Herb & garlic baked cod with romesco sauce & spinach
It takes just 10 minutes to prep this lemon and herb baked fish ahead of baking in the oven. The cod is a brilliant source of lean protein and together with the delicious fresh greens, leeks and red pepper, it’s the perfect low-calorie supper.
Double bean & roasted pepper chilli
Omnivores won’t miss the meat in this robust and delicious chilli, which is low in fat and packed with healthy pulses and veggies. Its secret ingredient? Cocoa powder, layered with chipotle, red wine vinegar, oregano, paprika, cumin and cinnamon for a richly flavoured satisfying supper. Freezable and gluten-free.
Vegan shepherd’s pie
John Torode’s delicious vegan version of the comfort food classic uses porcini mushrooms, leeks, carrots, butternut squash and plenty of herbs in the filling, all topped with crispy potatoes. It’s ready in half an hour and is both low-fat and low-calorie. Make individual mini pies or one big one to share at the table.
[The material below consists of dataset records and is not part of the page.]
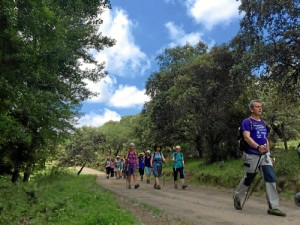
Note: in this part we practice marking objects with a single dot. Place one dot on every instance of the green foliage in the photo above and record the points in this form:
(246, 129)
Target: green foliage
(60, 198)
(43, 45)
(227, 174)
(267, 43)
(83, 147)
(193, 101)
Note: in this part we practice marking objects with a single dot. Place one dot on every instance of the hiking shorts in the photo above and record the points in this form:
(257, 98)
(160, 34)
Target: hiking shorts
(157, 170)
(175, 173)
(148, 170)
(131, 170)
(141, 171)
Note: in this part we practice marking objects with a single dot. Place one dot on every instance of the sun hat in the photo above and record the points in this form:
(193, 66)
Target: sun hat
(131, 145)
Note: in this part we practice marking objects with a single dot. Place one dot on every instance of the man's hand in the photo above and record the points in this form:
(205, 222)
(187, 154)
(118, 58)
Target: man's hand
(262, 148)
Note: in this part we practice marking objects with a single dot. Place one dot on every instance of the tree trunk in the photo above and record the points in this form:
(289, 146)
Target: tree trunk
(81, 169)
(284, 139)
(27, 173)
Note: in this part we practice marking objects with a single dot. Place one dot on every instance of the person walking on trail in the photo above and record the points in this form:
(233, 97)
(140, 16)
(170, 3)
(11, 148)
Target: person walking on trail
(141, 166)
(258, 156)
(118, 167)
(147, 162)
(157, 160)
(178, 164)
(112, 167)
(107, 167)
(124, 168)
(132, 163)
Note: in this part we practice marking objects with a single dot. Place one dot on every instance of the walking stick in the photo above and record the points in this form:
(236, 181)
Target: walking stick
(247, 193)
(254, 187)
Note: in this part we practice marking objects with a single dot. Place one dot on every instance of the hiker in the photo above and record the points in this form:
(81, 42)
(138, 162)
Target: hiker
(124, 168)
(147, 162)
(156, 163)
(112, 167)
(132, 162)
(107, 167)
(118, 167)
(258, 156)
(178, 164)
(141, 166)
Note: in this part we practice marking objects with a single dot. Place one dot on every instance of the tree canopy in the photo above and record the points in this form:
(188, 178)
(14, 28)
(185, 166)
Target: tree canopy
(43, 47)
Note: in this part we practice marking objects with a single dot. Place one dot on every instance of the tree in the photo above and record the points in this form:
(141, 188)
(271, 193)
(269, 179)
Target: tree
(41, 81)
(84, 147)
(160, 110)
(268, 42)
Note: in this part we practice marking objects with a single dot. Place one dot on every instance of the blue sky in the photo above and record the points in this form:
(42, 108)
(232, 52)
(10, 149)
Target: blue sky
(142, 30)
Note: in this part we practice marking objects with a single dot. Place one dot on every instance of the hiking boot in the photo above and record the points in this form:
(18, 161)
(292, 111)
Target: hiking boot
(276, 212)
(237, 203)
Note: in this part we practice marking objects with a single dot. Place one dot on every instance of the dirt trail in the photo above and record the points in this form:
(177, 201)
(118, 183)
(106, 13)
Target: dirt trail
(200, 205)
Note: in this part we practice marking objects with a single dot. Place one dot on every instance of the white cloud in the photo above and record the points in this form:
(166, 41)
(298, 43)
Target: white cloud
(179, 37)
(128, 97)
(95, 120)
(213, 12)
(104, 88)
(125, 58)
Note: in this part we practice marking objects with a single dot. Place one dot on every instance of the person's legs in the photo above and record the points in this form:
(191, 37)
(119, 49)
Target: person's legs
(159, 173)
(182, 177)
(148, 172)
(129, 176)
(175, 174)
(250, 164)
(268, 174)
(107, 172)
(134, 178)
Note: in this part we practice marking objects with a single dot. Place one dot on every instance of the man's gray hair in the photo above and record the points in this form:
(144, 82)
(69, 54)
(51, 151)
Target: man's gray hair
(251, 105)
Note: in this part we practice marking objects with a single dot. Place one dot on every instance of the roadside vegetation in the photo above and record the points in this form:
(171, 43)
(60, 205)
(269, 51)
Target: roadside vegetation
(227, 174)
(60, 197)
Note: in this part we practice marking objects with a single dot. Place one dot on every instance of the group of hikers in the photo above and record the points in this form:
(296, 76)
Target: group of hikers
(257, 157)
(148, 162)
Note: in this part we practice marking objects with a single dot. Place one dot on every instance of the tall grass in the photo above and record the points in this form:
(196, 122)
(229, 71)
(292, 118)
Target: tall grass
(60, 198)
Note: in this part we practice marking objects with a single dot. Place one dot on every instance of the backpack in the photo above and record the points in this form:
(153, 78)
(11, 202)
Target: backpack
(242, 144)
(131, 158)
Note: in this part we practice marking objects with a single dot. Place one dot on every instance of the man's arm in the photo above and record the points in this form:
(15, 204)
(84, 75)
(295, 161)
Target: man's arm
(250, 141)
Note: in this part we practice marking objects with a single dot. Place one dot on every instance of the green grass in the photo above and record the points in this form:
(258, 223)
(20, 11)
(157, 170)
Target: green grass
(60, 198)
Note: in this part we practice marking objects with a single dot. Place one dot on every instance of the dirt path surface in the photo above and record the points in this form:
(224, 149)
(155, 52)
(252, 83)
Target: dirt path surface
(196, 205)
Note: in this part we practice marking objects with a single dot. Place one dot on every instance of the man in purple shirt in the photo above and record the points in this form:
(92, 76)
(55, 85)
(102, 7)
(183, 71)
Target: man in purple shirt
(258, 157)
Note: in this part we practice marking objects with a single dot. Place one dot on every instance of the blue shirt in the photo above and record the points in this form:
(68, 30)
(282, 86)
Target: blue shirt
(157, 159)
(258, 132)
(141, 162)
(178, 156)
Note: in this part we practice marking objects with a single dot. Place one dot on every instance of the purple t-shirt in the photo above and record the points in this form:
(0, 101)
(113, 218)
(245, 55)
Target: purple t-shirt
(258, 132)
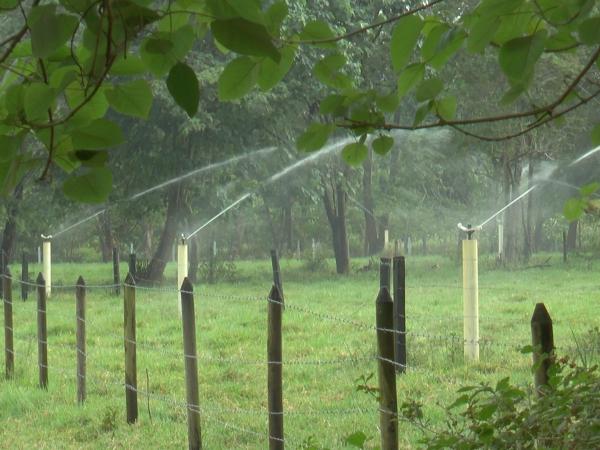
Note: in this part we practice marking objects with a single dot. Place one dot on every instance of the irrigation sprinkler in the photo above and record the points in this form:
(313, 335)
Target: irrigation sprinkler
(47, 262)
(182, 266)
(470, 293)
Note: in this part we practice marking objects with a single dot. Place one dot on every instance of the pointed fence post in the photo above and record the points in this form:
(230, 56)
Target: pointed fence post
(542, 341)
(42, 332)
(130, 350)
(190, 356)
(388, 402)
(384, 273)
(116, 271)
(400, 312)
(9, 349)
(24, 277)
(277, 275)
(81, 347)
(275, 369)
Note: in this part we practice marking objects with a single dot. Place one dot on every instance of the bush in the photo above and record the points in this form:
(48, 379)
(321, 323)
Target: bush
(506, 416)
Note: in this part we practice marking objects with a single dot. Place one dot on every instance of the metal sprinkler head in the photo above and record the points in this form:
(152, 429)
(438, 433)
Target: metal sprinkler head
(469, 229)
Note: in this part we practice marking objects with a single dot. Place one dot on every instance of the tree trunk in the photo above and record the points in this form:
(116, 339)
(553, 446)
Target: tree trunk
(159, 260)
(9, 234)
(572, 235)
(371, 238)
(334, 201)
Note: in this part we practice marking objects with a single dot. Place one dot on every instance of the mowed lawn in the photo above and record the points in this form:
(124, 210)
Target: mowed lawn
(329, 346)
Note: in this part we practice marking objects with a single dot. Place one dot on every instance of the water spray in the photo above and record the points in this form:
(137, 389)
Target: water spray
(47, 262)
(470, 293)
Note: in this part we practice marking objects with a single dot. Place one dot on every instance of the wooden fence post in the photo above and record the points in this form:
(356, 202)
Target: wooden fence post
(132, 264)
(190, 356)
(81, 347)
(9, 348)
(24, 277)
(542, 341)
(42, 332)
(400, 312)
(384, 273)
(277, 275)
(275, 370)
(116, 271)
(388, 402)
(130, 350)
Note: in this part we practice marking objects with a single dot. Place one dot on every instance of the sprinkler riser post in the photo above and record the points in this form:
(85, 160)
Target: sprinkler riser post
(470, 300)
(182, 267)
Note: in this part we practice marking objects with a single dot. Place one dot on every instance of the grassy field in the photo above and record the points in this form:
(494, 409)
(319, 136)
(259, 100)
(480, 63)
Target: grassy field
(325, 352)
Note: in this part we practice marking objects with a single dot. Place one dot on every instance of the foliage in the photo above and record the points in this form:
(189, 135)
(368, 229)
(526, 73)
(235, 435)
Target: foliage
(507, 416)
(66, 67)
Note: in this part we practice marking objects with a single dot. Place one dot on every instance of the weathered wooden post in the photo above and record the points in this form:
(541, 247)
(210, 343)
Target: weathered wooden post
(42, 332)
(400, 312)
(116, 271)
(47, 263)
(130, 349)
(470, 296)
(277, 274)
(388, 402)
(191, 365)
(384, 273)
(81, 344)
(132, 262)
(542, 341)
(24, 277)
(9, 348)
(275, 369)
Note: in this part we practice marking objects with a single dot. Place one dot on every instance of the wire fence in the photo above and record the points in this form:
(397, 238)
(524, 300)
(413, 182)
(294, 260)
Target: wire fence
(356, 360)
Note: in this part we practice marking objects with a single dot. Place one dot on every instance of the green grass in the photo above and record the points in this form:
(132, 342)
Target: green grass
(319, 400)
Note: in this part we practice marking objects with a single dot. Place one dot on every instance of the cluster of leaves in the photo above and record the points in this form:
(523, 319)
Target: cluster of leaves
(507, 416)
(68, 62)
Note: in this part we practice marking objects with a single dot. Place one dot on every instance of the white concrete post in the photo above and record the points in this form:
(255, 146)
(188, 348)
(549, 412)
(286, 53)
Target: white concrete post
(471, 299)
(47, 263)
(182, 267)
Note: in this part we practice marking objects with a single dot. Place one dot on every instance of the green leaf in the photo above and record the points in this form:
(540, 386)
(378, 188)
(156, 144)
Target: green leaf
(354, 154)
(446, 107)
(184, 88)
(238, 78)
(589, 31)
(596, 135)
(38, 99)
(518, 57)
(382, 145)
(315, 31)
(429, 89)
(99, 134)
(314, 137)
(404, 38)
(245, 38)
(132, 99)
(388, 103)
(49, 30)
(409, 77)
(270, 73)
(275, 16)
(481, 32)
(327, 71)
(573, 209)
(93, 186)
(357, 439)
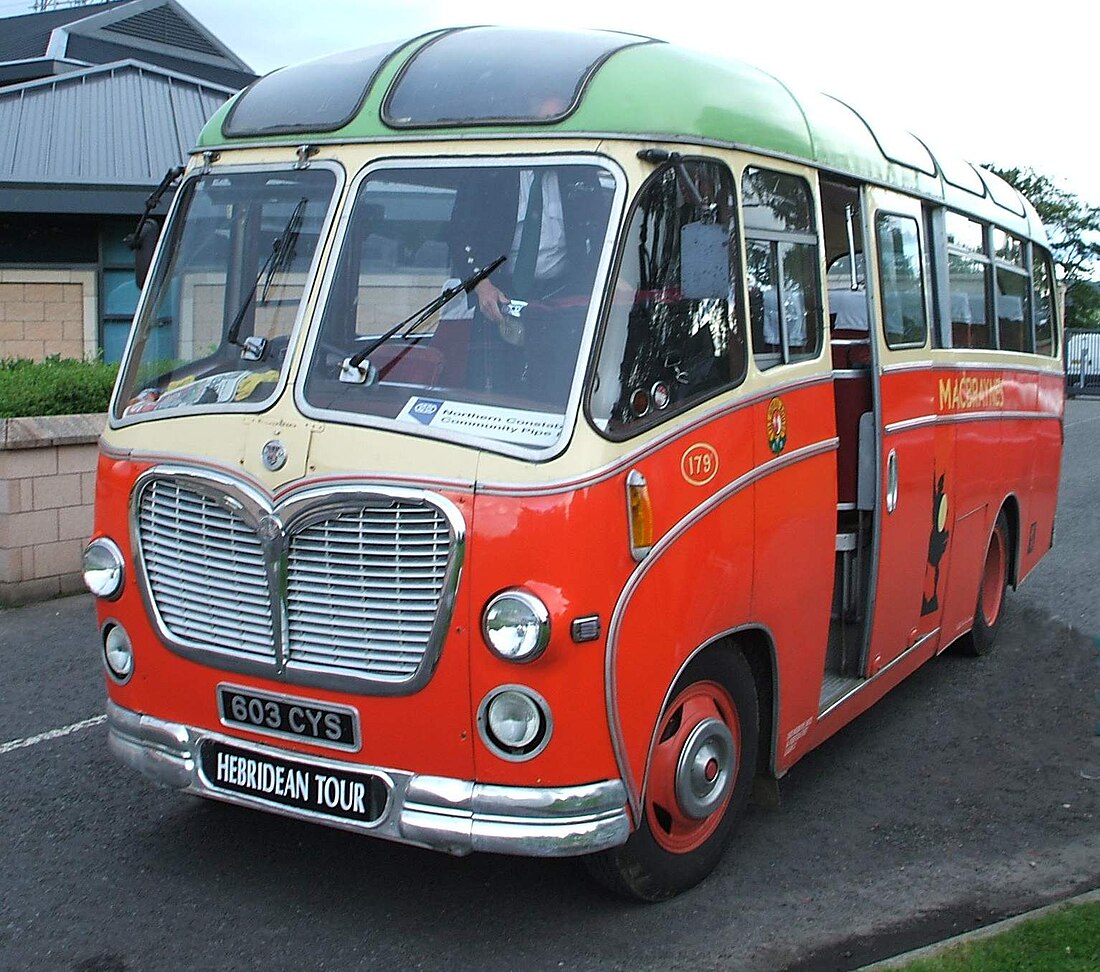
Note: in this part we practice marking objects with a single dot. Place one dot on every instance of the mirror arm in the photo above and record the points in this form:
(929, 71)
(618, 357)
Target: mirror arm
(133, 241)
(848, 219)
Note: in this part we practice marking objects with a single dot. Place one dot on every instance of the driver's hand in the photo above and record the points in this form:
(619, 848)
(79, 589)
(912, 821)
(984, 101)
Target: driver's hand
(490, 299)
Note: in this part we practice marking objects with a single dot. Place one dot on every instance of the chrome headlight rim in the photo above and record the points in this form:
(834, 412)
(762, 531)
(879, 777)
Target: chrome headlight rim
(106, 577)
(118, 673)
(497, 747)
(539, 618)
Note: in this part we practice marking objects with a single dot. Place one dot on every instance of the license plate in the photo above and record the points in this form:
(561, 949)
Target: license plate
(300, 785)
(322, 724)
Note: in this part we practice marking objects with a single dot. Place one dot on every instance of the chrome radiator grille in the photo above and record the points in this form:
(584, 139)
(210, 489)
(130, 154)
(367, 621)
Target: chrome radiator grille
(205, 569)
(330, 585)
(363, 589)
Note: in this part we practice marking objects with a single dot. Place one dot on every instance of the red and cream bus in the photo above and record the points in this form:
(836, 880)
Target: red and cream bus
(530, 442)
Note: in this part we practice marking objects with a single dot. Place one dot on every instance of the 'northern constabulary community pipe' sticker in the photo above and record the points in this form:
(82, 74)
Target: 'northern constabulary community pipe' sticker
(503, 424)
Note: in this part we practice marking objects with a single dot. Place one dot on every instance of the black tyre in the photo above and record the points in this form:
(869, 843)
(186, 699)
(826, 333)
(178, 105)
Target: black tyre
(699, 782)
(991, 591)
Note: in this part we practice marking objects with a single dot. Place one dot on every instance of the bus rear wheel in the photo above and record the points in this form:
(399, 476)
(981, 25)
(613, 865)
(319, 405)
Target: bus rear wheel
(991, 589)
(700, 776)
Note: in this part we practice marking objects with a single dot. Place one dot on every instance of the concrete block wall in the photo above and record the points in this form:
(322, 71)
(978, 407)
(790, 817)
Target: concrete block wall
(47, 474)
(44, 312)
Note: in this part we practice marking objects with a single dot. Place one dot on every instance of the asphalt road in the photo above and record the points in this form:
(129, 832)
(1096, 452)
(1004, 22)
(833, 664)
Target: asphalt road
(968, 794)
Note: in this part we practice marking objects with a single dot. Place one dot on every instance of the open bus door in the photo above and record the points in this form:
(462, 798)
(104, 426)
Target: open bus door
(912, 508)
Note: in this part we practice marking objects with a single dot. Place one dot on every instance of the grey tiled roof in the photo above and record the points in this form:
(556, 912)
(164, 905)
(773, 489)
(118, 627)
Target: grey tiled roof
(26, 36)
(117, 124)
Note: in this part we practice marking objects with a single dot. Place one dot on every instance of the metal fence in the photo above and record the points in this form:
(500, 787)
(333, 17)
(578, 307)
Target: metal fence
(1082, 362)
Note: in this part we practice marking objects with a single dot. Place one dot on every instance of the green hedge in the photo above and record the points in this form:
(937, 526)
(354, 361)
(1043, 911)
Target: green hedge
(54, 387)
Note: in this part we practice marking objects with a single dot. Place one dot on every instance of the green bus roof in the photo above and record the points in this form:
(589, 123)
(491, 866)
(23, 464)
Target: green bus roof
(597, 84)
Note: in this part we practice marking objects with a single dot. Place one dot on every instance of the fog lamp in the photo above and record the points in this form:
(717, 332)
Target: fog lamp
(118, 652)
(516, 626)
(515, 722)
(103, 569)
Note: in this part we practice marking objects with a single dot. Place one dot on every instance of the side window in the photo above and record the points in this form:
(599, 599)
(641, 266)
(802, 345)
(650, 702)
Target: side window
(901, 277)
(782, 261)
(1013, 319)
(967, 285)
(1043, 302)
(672, 335)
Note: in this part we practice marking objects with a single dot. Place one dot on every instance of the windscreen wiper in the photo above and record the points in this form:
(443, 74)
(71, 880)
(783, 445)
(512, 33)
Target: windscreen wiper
(358, 368)
(253, 348)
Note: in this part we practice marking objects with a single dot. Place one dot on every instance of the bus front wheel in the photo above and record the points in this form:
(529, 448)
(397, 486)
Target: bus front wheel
(991, 589)
(700, 775)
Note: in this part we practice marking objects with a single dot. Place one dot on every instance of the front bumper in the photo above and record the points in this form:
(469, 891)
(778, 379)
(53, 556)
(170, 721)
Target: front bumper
(457, 816)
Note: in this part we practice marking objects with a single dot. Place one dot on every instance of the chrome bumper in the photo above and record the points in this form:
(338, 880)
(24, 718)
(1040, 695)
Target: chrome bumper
(457, 816)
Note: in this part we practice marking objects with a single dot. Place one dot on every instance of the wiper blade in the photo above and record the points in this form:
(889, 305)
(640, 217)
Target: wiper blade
(359, 371)
(282, 254)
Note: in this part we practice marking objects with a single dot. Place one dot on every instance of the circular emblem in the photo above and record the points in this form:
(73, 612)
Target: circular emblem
(777, 426)
(273, 455)
(270, 528)
(700, 464)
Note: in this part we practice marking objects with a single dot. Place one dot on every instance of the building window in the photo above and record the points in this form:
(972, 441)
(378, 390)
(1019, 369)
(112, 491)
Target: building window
(119, 290)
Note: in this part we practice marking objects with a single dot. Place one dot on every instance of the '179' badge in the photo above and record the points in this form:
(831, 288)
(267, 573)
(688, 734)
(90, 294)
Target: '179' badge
(273, 455)
(777, 426)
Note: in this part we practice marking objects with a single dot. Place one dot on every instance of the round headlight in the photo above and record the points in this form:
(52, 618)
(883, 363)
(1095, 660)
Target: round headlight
(515, 722)
(118, 652)
(103, 567)
(516, 626)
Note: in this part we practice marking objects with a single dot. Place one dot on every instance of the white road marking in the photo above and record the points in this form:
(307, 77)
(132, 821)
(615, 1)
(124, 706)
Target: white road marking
(53, 733)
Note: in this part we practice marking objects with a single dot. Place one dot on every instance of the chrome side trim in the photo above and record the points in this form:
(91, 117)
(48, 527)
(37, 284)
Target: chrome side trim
(455, 816)
(611, 686)
(916, 644)
(652, 445)
(956, 418)
(296, 510)
(205, 462)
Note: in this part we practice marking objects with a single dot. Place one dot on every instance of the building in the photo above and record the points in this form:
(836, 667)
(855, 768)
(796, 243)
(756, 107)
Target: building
(96, 103)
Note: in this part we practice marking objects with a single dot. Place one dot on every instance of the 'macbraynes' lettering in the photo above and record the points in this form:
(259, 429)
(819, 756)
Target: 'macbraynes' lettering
(327, 793)
(966, 393)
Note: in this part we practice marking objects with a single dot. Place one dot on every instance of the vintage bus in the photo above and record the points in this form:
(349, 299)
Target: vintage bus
(536, 442)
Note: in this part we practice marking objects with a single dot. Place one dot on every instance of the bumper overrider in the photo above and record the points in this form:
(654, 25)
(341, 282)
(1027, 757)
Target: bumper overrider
(455, 816)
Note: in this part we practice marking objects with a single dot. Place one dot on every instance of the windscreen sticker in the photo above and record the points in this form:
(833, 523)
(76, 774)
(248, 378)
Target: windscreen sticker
(212, 389)
(503, 424)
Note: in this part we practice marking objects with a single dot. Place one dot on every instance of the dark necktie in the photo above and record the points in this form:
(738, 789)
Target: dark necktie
(523, 275)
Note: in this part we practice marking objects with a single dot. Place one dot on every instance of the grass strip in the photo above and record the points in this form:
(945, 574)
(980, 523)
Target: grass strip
(1063, 940)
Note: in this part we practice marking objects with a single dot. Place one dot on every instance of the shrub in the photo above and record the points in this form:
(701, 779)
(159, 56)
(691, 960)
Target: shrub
(54, 387)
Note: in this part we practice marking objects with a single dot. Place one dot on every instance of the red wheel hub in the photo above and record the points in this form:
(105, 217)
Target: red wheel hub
(693, 768)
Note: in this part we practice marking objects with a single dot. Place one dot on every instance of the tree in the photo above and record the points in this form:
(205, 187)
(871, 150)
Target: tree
(1074, 230)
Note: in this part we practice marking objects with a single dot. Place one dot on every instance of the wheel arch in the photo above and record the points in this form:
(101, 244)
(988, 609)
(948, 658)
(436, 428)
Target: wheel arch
(758, 647)
(1011, 509)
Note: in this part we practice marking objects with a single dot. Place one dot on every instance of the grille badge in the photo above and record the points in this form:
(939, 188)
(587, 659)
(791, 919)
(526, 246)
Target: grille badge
(273, 455)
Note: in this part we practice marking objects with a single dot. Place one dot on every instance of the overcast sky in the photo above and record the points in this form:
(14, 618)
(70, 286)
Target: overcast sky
(999, 81)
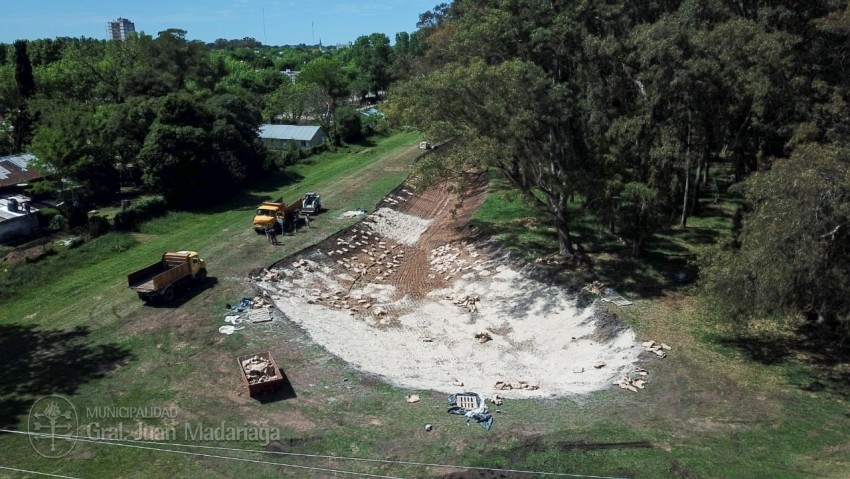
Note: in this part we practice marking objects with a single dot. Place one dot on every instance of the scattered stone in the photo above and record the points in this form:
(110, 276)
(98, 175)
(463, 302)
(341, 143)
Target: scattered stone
(483, 337)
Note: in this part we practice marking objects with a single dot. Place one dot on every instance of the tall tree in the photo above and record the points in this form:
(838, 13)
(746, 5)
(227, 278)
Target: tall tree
(793, 252)
(25, 82)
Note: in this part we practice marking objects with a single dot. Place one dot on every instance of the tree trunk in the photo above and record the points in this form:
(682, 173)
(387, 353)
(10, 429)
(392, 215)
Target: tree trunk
(698, 182)
(686, 194)
(565, 243)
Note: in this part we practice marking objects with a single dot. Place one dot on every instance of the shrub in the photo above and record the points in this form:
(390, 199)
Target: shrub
(142, 210)
(98, 226)
(58, 223)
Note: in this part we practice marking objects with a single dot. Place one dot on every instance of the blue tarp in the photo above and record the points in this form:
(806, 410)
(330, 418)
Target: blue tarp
(243, 305)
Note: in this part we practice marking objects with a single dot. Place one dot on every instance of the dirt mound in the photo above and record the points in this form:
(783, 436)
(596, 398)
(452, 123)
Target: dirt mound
(407, 294)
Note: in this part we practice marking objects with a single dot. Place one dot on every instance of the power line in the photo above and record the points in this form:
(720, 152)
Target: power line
(211, 456)
(314, 456)
(36, 472)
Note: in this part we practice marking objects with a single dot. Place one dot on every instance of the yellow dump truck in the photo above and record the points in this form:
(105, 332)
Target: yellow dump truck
(162, 279)
(269, 212)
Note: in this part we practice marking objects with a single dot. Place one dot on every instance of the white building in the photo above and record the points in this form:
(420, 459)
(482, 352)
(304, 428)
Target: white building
(279, 137)
(119, 29)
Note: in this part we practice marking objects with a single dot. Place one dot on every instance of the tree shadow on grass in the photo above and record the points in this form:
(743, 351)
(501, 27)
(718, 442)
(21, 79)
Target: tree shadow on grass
(39, 362)
(817, 363)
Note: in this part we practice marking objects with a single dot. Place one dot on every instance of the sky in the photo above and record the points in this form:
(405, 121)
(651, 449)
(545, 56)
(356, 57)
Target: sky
(272, 22)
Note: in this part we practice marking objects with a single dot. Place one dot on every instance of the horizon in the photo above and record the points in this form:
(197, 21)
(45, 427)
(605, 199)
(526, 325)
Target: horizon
(272, 23)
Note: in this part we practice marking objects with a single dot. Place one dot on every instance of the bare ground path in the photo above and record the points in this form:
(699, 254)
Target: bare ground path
(384, 297)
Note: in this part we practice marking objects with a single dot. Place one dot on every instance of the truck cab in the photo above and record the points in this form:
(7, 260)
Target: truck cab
(267, 214)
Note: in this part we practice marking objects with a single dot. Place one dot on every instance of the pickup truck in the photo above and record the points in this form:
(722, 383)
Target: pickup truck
(312, 204)
(161, 279)
(270, 211)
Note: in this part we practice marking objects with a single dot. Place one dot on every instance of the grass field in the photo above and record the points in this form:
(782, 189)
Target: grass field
(73, 328)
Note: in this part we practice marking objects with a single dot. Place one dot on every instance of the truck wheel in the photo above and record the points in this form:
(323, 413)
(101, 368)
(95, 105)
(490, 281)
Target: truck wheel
(168, 294)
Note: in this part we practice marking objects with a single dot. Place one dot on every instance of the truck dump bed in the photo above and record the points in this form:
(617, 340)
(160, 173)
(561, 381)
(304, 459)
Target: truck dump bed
(173, 267)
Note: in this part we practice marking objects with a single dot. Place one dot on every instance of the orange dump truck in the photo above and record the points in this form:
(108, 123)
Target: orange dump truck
(270, 211)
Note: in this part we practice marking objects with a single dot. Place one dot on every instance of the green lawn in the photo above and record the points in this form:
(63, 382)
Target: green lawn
(709, 410)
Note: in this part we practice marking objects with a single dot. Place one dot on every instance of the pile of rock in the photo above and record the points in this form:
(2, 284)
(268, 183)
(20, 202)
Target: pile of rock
(467, 301)
(630, 383)
(502, 386)
(341, 300)
(483, 337)
(596, 287)
(659, 349)
(258, 370)
(364, 252)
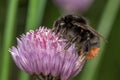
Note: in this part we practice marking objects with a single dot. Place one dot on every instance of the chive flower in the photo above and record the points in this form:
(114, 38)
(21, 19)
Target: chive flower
(73, 6)
(41, 53)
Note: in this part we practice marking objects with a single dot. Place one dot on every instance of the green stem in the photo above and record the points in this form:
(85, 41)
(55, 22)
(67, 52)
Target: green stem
(105, 26)
(8, 35)
(34, 19)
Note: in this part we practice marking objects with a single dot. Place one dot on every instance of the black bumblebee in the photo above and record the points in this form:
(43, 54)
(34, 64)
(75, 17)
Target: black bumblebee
(76, 30)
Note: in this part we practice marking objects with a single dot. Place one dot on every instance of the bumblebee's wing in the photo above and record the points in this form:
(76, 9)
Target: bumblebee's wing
(87, 27)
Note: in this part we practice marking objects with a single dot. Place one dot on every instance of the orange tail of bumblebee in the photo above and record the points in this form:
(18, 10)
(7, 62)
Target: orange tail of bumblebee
(93, 52)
Meatballs with fennel & balsamic beans & courgette noodles
A lighter version of the traditional spaghetti and meatballs, this recipe swaps pasta for courgetti and adds fennel, carrot and soya beans for extra goodness. Use lean mince for a rounded meal that’s also high in potassium.
Pomegranate chicken with almond couscous
Get a taste of Morocco with this fruity and spicy chicken couscous bowl. Prepped in just five minutes, it cooks in another 15. Flavoured with harissa, pomegranate, almond and mint, it’s a perfectly balanced meal. Serve with a baby spinach salad for an extra dose of fresh greens.